Machado de Assis publicou grande parte de sua obra no século 19. Memórias Póstumas de Brás Cubas se situa na metade de sua produção literária e é considerado por estudiosos um divisor de águas na sua carreira de escritor. Em seu vídeo, Novack não deixa claro o porquê de a estória ter lhe causado tamanho arrebatamento, mas é fato que permanece atual depois de 143 anos.

No livro, a vida de Brás Cubas é narrada pelo personagem-título após a sua morte. Liberto de qualquer censura ou filtro social, o “defunto-autor”, como ele se autodenomina, adentra o psicológico humano e escancara a hipocrisia dele mesmo e da sociedade e aponta os erros, os próprios e os dos outros. Utilizando-se da acidez, do humor, do sarcasmo e da ironia ele provoca riso, desprezo, repulsa. “É um romance cheio de ironias, para botar o dedo na ferida social”, descreve a professora do Departamento de Letras da UEL (Universidade Estadual de Londrina) Suely Leite.

Ao relembrar a tentativa frustrada de seu pai de fazer do filho um político de sucesso, Brás Cubas deixa evidente a sua falta de objetivos de vida e um enorme vazio existencial. “A geração de hoje está muito voltada a essa questão, de atender às expectativas dos pais em relação à profissão”, comentou a professora.

Em determinado momento da vida, o personagem dedica-se à invenção do “Emplastro Brás Cubas”, que lhe garantiria “a glória entre os homens”. Embora o medicamento tivesse como finalidade a cura física, Leite vê no empenho do narrador pelo sucesso na empreitada uma metáfora da busca pela cicatrização de suas feridas emocionais. “Ele não conseguiu a cura física e nem a emocional. O emplastro não deu certo.”

“Você consegue ter uma empatia pelo narrador, mas também o despreza por algumas falas dele. Ele desperta o riso porque também é patético, mas é humano e isso vai mexer com a gente. Ninguém passa imune a Memórias Póstumas”, afirmou a professora.

O também professor do Departamento de Letras da UEL com um trabalho de pós-doutorado totalmente dedicado a Machado de Assis, Gustavo Ramos de Souza concorda que o fato de se manter atual depois de quase um século e meio de sua publicação é um dos motivos que cativam os leitores. “Ele provoca muito o leitor, quer seja pelo humor ou pela ironia machadiana, e faz uma profunda reflexão. Fala de uma sociedade regida pelas aparências, o que tem muito a ver com o que acontece hoje, nas redes sociais.

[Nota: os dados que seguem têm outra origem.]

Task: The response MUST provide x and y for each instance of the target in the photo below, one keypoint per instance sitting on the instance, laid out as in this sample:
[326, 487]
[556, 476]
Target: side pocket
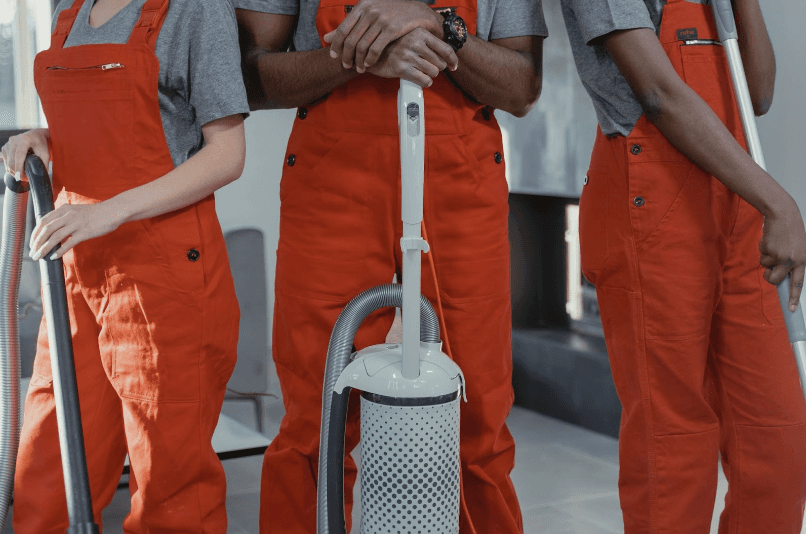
[593, 223]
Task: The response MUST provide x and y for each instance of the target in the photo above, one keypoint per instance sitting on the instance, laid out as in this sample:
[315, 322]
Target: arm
[373, 24]
[691, 126]
[275, 78]
[218, 163]
[279, 79]
[506, 74]
[757, 53]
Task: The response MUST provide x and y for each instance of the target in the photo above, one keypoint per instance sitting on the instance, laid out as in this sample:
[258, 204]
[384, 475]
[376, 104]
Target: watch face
[459, 29]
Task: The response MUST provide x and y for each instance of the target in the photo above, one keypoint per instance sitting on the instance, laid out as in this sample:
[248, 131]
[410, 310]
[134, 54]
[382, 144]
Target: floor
[565, 477]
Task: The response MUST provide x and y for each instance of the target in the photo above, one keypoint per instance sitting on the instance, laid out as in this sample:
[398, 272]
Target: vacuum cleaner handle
[726, 25]
[68, 414]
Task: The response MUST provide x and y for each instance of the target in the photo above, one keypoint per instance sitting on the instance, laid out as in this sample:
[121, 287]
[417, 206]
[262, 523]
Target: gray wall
[253, 200]
[783, 129]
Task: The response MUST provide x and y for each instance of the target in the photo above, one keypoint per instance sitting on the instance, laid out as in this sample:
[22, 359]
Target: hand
[71, 224]
[783, 249]
[16, 150]
[417, 57]
[373, 24]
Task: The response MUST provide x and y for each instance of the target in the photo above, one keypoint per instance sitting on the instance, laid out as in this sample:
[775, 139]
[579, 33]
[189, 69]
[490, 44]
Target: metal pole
[68, 414]
[726, 25]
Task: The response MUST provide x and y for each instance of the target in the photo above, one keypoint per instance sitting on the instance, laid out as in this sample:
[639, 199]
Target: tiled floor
[565, 477]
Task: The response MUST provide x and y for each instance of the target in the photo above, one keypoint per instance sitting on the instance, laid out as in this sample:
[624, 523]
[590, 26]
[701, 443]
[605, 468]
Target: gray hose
[330, 486]
[15, 205]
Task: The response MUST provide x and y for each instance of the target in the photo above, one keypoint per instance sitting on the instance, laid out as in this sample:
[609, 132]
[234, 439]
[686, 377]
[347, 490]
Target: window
[24, 31]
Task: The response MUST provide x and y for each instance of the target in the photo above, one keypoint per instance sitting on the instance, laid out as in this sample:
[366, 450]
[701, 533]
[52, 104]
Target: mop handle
[65, 389]
[412, 167]
[726, 25]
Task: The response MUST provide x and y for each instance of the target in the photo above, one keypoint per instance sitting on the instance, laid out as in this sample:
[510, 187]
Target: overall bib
[340, 234]
[152, 305]
[698, 348]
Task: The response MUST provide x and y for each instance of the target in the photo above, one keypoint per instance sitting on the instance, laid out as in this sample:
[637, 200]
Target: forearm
[213, 167]
[691, 126]
[499, 77]
[757, 53]
[293, 79]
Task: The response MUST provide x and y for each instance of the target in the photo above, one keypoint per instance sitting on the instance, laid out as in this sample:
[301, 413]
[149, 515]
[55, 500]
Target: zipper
[108, 66]
[702, 42]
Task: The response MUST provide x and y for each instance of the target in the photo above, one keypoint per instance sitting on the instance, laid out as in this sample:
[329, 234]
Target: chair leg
[259, 413]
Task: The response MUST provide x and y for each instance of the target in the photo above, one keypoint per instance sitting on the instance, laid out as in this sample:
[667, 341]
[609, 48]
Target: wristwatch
[455, 30]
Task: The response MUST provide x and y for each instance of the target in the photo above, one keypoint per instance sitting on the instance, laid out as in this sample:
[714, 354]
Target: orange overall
[698, 349]
[340, 234]
[152, 305]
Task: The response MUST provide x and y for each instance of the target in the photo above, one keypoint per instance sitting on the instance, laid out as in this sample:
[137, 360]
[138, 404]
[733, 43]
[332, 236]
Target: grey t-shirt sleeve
[276, 7]
[216, 87]
[597, 18]
[513, 18]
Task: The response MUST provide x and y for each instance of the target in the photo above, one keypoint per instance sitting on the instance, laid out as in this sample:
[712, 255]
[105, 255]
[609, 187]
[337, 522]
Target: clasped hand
[393, 39]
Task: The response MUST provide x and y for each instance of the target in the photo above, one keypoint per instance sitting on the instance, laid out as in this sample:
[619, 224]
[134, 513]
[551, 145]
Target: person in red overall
[340, 223]
[672, 217]
[144, 102]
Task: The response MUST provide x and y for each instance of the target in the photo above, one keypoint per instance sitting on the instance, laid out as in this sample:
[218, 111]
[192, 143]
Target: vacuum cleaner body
[410, 392]
[409, 440]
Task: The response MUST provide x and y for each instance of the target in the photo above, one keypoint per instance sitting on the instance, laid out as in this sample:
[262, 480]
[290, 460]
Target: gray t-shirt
[496, 19]
[200, 64]
[617, 108]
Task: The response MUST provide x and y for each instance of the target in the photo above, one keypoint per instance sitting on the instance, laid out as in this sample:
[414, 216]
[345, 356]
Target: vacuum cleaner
[728, 35]
[410, 392]
[54, 299]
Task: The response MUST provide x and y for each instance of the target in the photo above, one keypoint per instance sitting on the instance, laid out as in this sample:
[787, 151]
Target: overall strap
[151, 18]
[64, 24]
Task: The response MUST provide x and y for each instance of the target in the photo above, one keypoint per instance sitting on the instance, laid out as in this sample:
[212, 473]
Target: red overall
[340, 234]
[699, 352]
[152, 305]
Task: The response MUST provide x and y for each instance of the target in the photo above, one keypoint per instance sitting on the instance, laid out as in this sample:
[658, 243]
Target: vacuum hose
[334, 405]
[65, 390]
[15, 204]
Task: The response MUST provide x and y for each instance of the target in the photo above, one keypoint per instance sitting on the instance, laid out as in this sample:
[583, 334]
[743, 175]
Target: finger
[378, 46]
[795, 287]
[52, 242]
[46, 226]
[338, 35]
[444, 51]
[20, 153]
[361, 49]
[414, 75]
[351, 41]
[768, 261]
[778, 273]
[71, 241]
[432, 58]
[426, 67]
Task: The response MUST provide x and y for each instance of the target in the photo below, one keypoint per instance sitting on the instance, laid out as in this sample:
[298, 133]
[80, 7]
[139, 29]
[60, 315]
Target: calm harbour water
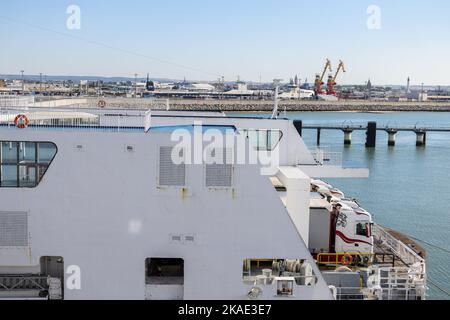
[408, 185]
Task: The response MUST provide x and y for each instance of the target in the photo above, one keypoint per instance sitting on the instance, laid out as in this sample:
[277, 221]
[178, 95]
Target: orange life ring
[102, 104]
[21, 121]
[347, 259]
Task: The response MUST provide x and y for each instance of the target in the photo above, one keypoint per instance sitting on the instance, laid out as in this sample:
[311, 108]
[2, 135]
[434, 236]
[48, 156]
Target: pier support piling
[371, 135]
[421, 138]
[347, 137]
[298, 124]
[391, 137]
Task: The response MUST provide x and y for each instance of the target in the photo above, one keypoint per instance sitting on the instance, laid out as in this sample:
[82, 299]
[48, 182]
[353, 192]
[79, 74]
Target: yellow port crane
[332, 80]
[319, 79]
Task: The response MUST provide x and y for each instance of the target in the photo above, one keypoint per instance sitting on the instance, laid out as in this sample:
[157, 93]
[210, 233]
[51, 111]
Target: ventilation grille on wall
[171, 174]
[13, 229]
[220, 173]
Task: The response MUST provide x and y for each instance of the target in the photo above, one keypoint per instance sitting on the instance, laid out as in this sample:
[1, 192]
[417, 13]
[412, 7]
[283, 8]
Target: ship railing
[405, 253]
[325, 157]
[75, 119]
[8, 101]
[358, 293]
[24, 282]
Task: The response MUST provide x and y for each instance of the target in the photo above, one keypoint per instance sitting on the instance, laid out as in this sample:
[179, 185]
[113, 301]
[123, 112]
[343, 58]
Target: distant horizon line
[160, 79]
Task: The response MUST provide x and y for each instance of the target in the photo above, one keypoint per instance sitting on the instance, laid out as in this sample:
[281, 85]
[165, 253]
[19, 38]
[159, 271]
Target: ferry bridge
[371, 129]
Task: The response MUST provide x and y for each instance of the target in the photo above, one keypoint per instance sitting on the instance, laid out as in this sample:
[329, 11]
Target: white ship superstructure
[93, 206]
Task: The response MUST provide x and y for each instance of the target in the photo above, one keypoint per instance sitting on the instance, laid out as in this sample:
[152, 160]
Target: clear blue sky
[206, 39]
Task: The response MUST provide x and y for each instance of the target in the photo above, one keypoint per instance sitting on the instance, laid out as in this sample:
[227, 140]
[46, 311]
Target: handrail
[337, 257]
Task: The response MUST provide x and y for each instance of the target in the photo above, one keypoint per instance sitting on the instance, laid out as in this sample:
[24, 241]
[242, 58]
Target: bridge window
[362, 229]
[219, 168]
[263, 139]
[171, 173]
[23, 164]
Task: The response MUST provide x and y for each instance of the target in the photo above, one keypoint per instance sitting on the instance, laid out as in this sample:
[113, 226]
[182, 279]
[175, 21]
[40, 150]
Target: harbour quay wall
[267, 106]
[247, 105]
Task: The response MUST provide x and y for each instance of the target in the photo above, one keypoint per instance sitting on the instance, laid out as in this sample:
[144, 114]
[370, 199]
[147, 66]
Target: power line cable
[94, 42]
[430, 244]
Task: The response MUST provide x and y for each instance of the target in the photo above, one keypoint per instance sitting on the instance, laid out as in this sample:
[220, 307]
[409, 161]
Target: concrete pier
[371, 135]
[298, 124]
[421, 138]
[347, 137]
[391, 137]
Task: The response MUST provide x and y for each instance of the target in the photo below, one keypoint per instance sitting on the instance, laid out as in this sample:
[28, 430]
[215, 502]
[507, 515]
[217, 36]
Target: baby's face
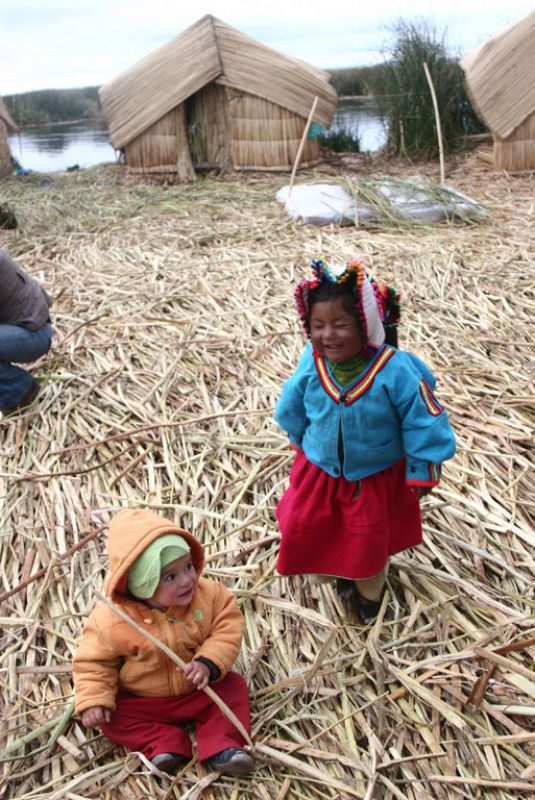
[333, 331]
[178, 581]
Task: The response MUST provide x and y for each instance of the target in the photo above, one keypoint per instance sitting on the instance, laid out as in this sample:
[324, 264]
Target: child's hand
[95, 716]
[421, 491]
[198, 673]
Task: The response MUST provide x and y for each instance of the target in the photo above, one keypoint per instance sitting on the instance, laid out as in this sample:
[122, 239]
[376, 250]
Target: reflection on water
[58, 146]
[55, 147]
[359, 117]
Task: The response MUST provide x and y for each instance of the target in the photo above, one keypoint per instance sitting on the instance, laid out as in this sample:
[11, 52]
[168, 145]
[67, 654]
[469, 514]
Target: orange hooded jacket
[113, 656]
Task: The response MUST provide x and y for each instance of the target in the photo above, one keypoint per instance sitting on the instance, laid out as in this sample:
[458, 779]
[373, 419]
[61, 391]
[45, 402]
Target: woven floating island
[174, 328]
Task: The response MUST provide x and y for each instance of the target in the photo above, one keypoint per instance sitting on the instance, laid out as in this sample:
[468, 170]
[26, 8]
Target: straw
[174, 328]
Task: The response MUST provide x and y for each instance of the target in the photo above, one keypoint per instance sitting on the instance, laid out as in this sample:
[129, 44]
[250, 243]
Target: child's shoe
[169, 762]
[367, 610]
[25, 400]
[232, 761]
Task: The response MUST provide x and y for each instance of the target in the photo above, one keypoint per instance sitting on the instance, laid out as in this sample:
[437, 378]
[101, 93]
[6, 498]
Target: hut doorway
[208, 128]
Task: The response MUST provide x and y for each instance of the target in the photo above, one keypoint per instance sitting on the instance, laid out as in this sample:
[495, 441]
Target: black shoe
[346, 591]
[367, 610]
[169, 762]
[232, 761]
[27, 398]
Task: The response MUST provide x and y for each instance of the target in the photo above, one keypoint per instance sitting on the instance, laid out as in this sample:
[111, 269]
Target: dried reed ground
[174, 330]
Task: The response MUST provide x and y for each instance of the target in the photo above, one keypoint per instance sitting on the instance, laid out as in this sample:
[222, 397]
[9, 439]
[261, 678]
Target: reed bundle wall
[208, 122]
[266, 136]
[516, 153]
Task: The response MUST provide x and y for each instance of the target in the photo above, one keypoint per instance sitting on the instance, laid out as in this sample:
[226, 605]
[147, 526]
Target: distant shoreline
[64, 122]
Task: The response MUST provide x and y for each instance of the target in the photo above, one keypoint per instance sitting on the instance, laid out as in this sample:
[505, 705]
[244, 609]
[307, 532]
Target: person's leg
[148, 724]
[372, 588]
[20, 345]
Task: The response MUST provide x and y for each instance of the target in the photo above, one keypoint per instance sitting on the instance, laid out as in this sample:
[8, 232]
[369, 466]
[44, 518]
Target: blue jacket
[389, 412]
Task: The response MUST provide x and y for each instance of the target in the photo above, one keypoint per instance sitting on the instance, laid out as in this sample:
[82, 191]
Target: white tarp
[377, 201]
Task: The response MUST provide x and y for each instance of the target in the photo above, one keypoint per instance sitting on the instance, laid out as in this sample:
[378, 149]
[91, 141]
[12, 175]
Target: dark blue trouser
[21, 345]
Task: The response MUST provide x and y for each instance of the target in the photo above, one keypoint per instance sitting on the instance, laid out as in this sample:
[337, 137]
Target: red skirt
[332, 526]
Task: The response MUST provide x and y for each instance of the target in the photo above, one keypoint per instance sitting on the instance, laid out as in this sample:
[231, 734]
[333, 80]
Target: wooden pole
[437, 118]
[302, 143]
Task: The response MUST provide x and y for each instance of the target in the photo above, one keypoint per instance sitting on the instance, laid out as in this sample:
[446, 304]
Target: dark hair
[331, 291]
[346, 292]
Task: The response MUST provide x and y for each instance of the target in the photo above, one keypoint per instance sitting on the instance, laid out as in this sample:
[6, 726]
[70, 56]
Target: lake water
[359, 117]
[56, 147]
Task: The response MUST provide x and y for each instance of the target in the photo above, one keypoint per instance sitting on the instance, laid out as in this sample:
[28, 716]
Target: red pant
[152, 724]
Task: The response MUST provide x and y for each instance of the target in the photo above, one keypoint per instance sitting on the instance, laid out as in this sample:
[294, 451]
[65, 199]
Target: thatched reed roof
[6, 117]
[210, 50]
[499, 77]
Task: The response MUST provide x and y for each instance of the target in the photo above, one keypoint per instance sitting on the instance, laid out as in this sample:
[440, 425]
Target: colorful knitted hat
[376, 304]
[144, 574]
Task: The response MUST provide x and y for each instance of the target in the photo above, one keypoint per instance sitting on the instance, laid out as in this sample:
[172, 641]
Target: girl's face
[333, 331]
[178, 581]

Ele fala de como somos percebidos pelos outros. É um grande tema contemporâneo.”

Souza ressaltou que o livro, quando lançado, foi alvo de algumas críticas desfavoráveis. “Na Inglaterra, esse tipo de romance já era desenvolvido desde o século 18, mas aqui houve muito estranhamento. Não eram as convenções do romance brasileiro.” Mas mesmo entre as obras de Machado de Assis, disse o professor, o estilo de escrita já havia sido apresentado nas Histórias da Meia-Noite, uma coletânea de contos publicada em 1873, quase dez anos antes de Memórias Póstumas.

“O que facilita a recepção do Machado de Assis é a sua profunda modernidade e, em segundo lugar, é que é diferente de autores mais herméticos, como Guimarães Rosa. Ele se apresenta de forma mais transparente, ao mesmo tempo que utiliza de experimentalismos. É uma pena que só passe a ser valorizado após uma validação vinda do estrangeiro”, disse Souza.

Em seu vídeo viral, além de lamentar a demora em conhecer o livro de Machado de Assis, Novack lança uma pergunta aos seus seguidores: “O que vou fazer do resto da minha vida depois que terminá-lo?” A dica é seguir com Machado de Assis e se embrenhar na leitura de Dom Casmurro, Quincas Borba, A Cartomante e O Espelho, todos com tradução para a língua inglesa, ou garimpar outros tesouros nacionais, como Jorge Amado. E se a escritora norte-americana tiver disposição para mergulhar ainda mais fundo na tão rica cultura brasileira, vale a pena aprender o português para ter o privilégio de ler Grande Sertão: Veredas, de Guimarães Rosa, na versão original.